Oil and gas ban a 'death sentence' for Taranaki - Duncan Garner

Duncan Garner says the Prime Minister needs to get on a plane to Taranaki to front up to the community he says has been dealt a "death sentence".

Jacinda Ardern and Megan Woods, Minister of Energy and Resources, announced on Thursday morning there would be no more permits offered for offshore oil and gas exploration.

Garner says Ms Ardern had "put pressure on herself" to do something, after calling climate change her generation's "nuclear-free moment" last year.

"It had to happen really, didn't it?" he asked viewers of The AM Show. "If you say that, you've got to do something."

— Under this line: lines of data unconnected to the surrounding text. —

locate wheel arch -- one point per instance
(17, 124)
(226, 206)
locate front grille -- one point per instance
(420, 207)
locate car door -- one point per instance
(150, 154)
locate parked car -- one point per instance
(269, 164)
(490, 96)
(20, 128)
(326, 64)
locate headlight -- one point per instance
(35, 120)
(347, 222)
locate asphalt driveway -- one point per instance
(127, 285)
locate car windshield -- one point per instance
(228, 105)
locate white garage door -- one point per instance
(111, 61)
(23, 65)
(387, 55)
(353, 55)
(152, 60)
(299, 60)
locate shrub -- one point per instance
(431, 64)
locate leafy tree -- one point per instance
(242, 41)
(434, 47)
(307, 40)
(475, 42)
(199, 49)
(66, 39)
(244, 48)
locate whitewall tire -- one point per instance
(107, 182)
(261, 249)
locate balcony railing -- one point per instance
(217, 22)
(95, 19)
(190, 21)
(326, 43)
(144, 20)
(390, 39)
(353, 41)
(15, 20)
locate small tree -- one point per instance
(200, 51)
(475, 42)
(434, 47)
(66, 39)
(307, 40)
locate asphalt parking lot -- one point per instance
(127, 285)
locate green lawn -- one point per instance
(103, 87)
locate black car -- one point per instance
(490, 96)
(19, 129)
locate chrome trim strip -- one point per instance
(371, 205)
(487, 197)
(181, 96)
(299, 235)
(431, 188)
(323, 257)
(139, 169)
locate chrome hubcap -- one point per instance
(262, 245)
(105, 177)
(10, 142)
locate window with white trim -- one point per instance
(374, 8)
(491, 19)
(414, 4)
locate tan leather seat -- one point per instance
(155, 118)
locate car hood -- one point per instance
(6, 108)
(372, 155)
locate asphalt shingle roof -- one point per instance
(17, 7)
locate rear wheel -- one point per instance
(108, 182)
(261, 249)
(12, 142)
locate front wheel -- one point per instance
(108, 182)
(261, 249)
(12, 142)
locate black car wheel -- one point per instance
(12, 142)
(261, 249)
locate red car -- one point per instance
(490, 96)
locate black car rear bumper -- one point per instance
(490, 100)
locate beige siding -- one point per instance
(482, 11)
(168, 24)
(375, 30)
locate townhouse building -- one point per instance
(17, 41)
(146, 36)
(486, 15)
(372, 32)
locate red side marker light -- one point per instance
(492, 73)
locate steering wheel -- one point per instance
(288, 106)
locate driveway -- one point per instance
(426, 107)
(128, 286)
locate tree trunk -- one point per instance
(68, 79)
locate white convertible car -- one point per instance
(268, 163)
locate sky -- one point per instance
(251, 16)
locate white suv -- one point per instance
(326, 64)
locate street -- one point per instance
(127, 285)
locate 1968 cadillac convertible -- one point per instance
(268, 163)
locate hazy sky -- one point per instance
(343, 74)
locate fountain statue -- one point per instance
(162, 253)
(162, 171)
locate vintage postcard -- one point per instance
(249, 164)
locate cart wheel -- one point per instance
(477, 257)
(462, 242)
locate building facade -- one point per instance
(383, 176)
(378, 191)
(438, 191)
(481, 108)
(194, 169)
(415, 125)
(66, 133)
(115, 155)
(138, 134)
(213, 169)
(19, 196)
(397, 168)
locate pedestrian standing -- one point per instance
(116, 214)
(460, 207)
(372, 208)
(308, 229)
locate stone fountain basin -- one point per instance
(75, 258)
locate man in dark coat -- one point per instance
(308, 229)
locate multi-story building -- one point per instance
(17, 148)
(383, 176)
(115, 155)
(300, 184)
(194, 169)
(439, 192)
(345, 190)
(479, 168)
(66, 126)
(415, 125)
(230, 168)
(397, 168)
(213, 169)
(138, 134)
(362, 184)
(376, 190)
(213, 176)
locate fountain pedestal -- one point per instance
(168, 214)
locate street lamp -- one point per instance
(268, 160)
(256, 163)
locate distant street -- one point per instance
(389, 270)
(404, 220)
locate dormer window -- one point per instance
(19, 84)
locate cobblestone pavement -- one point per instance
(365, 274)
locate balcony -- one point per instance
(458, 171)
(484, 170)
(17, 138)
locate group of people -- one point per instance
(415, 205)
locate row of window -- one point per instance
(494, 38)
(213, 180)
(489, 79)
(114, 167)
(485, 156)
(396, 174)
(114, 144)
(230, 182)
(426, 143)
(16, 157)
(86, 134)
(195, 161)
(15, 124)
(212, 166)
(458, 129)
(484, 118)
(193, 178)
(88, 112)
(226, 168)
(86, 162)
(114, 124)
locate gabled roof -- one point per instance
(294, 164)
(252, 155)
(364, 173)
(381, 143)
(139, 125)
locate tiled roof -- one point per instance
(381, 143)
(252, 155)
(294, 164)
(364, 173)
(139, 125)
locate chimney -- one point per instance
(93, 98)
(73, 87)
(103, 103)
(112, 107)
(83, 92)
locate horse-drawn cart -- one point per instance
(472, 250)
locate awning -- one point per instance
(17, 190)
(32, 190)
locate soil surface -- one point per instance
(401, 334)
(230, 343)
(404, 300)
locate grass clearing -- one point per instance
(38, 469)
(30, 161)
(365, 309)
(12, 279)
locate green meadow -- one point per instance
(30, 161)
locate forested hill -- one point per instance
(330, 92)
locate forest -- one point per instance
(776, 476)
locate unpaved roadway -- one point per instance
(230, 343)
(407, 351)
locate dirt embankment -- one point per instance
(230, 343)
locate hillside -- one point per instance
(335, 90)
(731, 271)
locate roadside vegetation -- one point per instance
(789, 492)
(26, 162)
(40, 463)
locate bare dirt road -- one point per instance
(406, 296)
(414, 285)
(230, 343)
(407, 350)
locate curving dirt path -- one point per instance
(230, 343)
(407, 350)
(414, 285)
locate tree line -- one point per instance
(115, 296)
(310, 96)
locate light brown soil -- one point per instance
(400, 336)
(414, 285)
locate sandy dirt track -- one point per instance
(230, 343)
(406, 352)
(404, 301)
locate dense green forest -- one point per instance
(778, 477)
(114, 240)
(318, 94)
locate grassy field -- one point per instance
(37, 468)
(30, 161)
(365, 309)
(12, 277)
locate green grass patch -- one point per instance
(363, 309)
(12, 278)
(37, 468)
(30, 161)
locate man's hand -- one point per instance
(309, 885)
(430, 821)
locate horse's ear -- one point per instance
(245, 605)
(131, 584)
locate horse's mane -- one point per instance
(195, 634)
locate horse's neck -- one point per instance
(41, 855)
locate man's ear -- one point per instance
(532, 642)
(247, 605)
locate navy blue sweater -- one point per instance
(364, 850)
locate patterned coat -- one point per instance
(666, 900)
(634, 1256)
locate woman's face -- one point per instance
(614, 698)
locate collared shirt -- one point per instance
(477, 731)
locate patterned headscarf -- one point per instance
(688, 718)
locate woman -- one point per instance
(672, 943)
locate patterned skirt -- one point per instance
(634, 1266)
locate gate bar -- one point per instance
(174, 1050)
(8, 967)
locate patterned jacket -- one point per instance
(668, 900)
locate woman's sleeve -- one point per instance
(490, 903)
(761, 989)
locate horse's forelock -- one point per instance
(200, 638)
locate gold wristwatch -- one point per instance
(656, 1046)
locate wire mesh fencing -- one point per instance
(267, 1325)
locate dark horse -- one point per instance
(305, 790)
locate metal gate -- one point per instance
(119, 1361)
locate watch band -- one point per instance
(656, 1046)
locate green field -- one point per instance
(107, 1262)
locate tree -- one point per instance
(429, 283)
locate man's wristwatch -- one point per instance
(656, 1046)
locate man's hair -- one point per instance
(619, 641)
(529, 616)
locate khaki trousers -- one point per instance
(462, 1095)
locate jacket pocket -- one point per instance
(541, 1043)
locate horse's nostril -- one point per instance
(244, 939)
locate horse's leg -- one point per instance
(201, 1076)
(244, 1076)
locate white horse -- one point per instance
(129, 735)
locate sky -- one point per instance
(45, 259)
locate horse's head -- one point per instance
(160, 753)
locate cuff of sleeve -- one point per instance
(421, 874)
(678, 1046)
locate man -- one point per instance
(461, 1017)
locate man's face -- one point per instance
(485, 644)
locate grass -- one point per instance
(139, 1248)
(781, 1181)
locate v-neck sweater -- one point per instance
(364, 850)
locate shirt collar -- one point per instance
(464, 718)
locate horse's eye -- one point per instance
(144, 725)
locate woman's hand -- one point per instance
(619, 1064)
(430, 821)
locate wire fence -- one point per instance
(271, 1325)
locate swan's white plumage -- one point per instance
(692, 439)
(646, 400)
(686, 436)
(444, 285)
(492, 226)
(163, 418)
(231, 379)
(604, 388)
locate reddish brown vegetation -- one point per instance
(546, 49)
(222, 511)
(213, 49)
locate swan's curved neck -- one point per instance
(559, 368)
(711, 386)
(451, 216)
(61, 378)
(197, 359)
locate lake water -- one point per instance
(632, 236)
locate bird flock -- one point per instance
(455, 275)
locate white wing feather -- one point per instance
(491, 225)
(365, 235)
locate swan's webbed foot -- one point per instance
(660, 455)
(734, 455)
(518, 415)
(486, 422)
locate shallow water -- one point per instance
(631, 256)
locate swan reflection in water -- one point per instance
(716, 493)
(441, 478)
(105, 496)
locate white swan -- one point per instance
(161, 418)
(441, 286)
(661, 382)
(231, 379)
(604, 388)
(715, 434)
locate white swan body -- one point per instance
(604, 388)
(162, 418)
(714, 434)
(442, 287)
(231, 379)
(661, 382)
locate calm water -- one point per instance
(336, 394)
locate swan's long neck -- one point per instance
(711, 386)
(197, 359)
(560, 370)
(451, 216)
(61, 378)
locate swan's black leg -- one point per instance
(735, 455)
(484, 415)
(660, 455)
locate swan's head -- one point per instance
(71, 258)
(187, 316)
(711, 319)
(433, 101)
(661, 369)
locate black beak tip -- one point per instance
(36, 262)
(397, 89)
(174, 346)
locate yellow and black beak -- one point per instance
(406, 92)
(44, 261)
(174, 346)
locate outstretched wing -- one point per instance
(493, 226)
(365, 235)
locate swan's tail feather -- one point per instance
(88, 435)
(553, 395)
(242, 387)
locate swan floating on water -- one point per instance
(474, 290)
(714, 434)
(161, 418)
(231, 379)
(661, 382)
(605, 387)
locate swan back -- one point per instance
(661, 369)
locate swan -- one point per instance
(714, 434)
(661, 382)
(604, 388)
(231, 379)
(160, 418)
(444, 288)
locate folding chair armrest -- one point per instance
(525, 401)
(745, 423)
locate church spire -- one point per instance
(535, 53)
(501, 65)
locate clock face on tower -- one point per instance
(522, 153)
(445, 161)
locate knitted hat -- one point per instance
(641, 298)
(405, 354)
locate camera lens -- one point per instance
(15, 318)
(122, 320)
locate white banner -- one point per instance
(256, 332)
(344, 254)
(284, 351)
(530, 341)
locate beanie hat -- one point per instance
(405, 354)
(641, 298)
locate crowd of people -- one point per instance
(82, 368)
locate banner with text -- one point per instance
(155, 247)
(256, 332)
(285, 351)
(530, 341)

The decision doesn't affect existing permits, some of which run for another two decades, but Garner says it puts 10,000 jobs and the entire industry at risk.

"It will slowly just die out. Jobs, jobs, jobs and jobs - we're not sure what the fallout will be of course, but these are high-paying jobs - 10,000 people in the industry, average wage is $100,000. This is a death sentence for the industry in Taranaki. There's no chance of a fancy lawyer and an appeal because there's no appeal court here."

Duncan Garner.
Duncan Garner. Photo credit: The AM Show

The Government says there only 3900 people directly employed in the fossil fuel industry in Taranaki, and the transition will be slow enough that other, greener jobs will emerge in their place.

"No one that has woken up this morning to this news that is currently employed in this industry has any reason to think their job is going to disappear overnight," Ms Woods told him. "It is exactly the opposite."

That didn't deter Garner, who said it also puts the Government's already tight budget in a precarious place.

"The Prime Minister needs to explain what happens next, she needs to explain how we fill the gap in terms of income. This thing will raise $20 billion by 2025 - or will it? Will these companies walk away? Will taxes go up to pay for the hip operations the oil paid for?"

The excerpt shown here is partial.